According to Horace Newcomb, who takes the ritual perspective in relation to the sitcom genre, the sitcom is a rigid format which must involve “the funny thing that happened this week and the only movement is that which is toward the alleviation of the complication and the reduction of confusion.” In this way the MTMS and the specific episode mentioned above fit rightly within the sitcom genre. In” Toulousse Lautrec is my Favorite Artist” the issue of the week circles around Mary’s inability to reconcile with the small stature of the man she is seeing. The issue is resolved when she realizes her problem is not his shortness but her relative height. The next episode does not reference the previous and this episode makes no reference to any other prior episode that is significant to a non-regular viewer.

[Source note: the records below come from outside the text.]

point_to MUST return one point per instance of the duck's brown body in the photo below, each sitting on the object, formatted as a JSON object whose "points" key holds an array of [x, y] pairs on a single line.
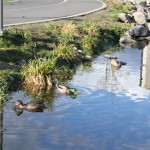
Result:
{"points": [[117, 63], [35, 105]]}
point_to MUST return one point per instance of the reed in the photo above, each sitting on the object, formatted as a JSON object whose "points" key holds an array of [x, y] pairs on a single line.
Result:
{"points": [[39, 71]]}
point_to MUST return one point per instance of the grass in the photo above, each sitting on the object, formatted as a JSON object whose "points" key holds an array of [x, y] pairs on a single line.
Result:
{"points": [[8, 0], [48, 48]]}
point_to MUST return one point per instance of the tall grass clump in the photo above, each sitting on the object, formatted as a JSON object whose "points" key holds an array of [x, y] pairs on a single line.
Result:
{"points": [[69, 33], [39, 71], [90, 34], [117, 6]]}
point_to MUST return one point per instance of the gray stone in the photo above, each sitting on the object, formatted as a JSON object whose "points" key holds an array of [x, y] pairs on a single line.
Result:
{"points": [[138, 31], [125, 18], [140, 17]]}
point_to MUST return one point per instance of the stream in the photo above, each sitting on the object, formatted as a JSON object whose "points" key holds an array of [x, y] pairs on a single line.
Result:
{"points": [[111, 112]]}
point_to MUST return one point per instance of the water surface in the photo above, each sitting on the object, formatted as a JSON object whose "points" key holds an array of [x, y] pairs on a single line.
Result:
{"points": [[112, 111]]}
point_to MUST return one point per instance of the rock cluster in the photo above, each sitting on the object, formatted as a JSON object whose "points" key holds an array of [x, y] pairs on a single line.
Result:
{"points": [[139, 16]]}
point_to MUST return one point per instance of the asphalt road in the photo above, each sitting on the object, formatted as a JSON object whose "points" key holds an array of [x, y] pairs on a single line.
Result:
{"points": [[29, 11]]}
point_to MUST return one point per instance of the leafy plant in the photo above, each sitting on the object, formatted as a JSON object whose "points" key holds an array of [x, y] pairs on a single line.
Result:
{"points": [[39, 71]]}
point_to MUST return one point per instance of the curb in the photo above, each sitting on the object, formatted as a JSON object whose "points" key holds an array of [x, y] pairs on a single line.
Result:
{"points": [[65, 17]]}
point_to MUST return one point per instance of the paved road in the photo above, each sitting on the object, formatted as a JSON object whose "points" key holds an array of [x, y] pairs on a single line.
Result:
{"points": [[27, 11]]}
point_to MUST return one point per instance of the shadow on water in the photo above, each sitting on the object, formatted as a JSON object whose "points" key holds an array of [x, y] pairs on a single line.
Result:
{"points": [[111, 111]]}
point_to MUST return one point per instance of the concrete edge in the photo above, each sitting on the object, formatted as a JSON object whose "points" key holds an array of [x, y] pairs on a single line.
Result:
{"points": [[65, 17]]}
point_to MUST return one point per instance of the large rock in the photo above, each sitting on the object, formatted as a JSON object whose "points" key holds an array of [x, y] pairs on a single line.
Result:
{"points": [[125, 18], [127, 39], [138, 31], [140, 17]]}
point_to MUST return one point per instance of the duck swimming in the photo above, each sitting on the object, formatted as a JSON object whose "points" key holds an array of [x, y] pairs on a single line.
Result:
{"points": [[35, 105], [66, 89]]}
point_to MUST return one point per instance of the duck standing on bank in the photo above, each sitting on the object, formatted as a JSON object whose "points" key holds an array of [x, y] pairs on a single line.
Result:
{"points": [[34, 106]]}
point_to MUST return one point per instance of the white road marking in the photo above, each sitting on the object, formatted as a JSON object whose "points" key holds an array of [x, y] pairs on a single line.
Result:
{"points": [[64, 1], [57, 18]]}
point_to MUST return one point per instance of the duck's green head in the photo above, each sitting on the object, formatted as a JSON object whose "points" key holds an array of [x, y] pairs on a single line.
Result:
{"points": [[73, 91]]}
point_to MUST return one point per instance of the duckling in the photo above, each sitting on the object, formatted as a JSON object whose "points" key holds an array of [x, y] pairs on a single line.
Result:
{"points": [[117, 63], [66, 89], [36, 105]]}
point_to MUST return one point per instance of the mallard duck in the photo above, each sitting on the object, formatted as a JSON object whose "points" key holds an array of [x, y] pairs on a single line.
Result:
{"points": [[35, 105], [117, 63], [66, 89]]}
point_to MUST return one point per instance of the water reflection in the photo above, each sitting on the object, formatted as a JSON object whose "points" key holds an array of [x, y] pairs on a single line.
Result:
{"points": [[145, 68], [111, 111], [1, 129]]}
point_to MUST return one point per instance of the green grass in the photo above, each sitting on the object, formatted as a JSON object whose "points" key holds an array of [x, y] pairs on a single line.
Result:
{"points": [[8, 0], [39, 43]]}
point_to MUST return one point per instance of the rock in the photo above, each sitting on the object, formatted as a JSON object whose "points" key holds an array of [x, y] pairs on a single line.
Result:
{"points": [[24, 62], [148, 2], [110, 56], [140, 17], [11, 78], [125, 18], [138, 31], [127, 39]]}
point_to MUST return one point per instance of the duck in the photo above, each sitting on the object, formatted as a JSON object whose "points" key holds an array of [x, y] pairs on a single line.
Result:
{"points": [[116, 63], [66, 89], [31, 106]]}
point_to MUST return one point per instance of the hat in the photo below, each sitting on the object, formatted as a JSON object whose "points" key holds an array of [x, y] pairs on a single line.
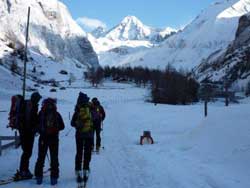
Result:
{"points": [[95, 101], [35, 97], [82, 98]]}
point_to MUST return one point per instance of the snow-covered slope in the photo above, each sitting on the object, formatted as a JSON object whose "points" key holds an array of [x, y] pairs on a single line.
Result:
{"points": [[131, 28], [210, 32], [132, 34], [53, 32], [234, 63]]}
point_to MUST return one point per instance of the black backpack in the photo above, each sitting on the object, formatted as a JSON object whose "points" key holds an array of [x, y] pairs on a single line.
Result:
{"points": [[48, 119], [16, 114]]}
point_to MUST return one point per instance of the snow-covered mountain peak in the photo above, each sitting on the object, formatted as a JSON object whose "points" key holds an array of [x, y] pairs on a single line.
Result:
{"points": [[238, 9], [98, 32], [130, 28], [132, 20]]}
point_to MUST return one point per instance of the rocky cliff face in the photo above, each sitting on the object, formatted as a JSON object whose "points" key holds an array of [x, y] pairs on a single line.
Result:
{"points": [[53, 32], [234, 63]]}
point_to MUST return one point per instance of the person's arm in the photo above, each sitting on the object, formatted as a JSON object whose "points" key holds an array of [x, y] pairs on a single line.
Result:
{"points": [[103, 113], [61, 123], [73, 121]]}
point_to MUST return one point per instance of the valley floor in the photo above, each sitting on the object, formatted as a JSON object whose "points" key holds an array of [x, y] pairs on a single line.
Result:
{"points": [[190, 151]]}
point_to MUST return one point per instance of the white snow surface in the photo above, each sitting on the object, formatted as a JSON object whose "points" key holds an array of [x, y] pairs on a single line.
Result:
{"points": [[212, 31], [53, 32], [130, 33], [189, 151]]}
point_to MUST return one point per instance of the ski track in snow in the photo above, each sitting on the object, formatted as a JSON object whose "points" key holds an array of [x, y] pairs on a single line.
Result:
{"points": [[174, 161]]}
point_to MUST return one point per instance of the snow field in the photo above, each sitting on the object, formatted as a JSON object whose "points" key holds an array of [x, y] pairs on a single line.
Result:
{"points": [[190, 151]]}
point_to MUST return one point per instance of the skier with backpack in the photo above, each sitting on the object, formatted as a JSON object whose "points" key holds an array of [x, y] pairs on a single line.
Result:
{"points": [[23, 116], [98, 114], [50, 124], [83, 123]]}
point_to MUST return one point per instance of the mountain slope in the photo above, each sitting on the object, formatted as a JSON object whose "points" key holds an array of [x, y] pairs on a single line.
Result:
{"points": [[234, 63], [131, 35], [212, 31], [53, 32]]}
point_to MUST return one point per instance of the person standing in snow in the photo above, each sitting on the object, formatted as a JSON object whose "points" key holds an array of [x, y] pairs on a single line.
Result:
{"points": [[98, 115], [50, 123], [82, 122], [27, 133]]}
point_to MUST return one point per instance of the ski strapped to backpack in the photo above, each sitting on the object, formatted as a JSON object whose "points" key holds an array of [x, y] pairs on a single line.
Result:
{"points": [[16, 113], [84, 119], [48, 115]]}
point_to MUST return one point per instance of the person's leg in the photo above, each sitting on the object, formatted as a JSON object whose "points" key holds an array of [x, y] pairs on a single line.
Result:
{"points": [[54, 162], [87, 153], [42, 151], [79, 152], [98, 136], [27, 142]]}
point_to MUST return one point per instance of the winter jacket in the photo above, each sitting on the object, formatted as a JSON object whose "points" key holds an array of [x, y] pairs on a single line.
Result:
{"points": [[77, 125], [54, 131], [29, 117]]}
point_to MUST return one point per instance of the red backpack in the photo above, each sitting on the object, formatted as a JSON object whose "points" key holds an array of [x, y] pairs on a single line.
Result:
{"points": [[16, 114]]}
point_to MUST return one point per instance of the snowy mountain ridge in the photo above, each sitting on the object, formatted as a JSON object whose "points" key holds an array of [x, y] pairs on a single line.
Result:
{"points": [[54, 37], [130, 35], [210, 32]]}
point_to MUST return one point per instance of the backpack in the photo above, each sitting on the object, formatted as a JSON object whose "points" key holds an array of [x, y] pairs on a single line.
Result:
{"points": [[48, 117], [27, 114], [84, 119], [16, 112], [97, 113]]}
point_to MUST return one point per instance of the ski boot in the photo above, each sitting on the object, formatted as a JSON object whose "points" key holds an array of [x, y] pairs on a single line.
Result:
{"points": [[39, 180], [23, 175], [79, 176], [53, 181]]}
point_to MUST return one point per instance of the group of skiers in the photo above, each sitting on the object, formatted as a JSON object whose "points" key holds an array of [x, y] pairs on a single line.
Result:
{"points": [[87, 120]]}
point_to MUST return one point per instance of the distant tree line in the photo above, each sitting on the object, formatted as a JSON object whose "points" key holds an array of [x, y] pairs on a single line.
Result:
{"points": [[167, 86]]}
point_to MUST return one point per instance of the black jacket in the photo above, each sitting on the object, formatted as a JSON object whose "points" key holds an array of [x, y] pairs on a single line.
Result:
{"points": [[29, 117], [45, 131]]}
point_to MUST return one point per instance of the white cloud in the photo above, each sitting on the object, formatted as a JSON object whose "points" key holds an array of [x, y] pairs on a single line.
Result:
{"points": [[90, 23]]}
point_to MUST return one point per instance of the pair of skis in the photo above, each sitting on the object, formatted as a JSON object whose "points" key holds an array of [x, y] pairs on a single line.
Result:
{"points": [[17, 178], [82, 180]]}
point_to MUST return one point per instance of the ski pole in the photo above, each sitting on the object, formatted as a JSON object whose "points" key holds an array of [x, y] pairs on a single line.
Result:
{"points": [[69, 131], [102, 136]]}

For David Marc, the sitcom genre has immense ideological power. This power lies in the subversive potential of the author. By working within the conventions and format of the sitcom, the author has the potential to extend a message to the audience beyond their awareness. Under this assumption, so long as the program fits the format, the audience will not seek to unpack it. This potential works in the other direction also. The sitcom has the ability to satire cultural conventions, to provide the audience with a voice that contradicts the nature of society at a given moment. In this way he makes a similar point as Newcomb in reference to the MTMS. The fact that Mary is a single and independent woman works against social norms of women in subordinate and dependent positions, reliant on strong male figures. Mary is a strong female figure and in this way the show has brilliant idoleogical potential.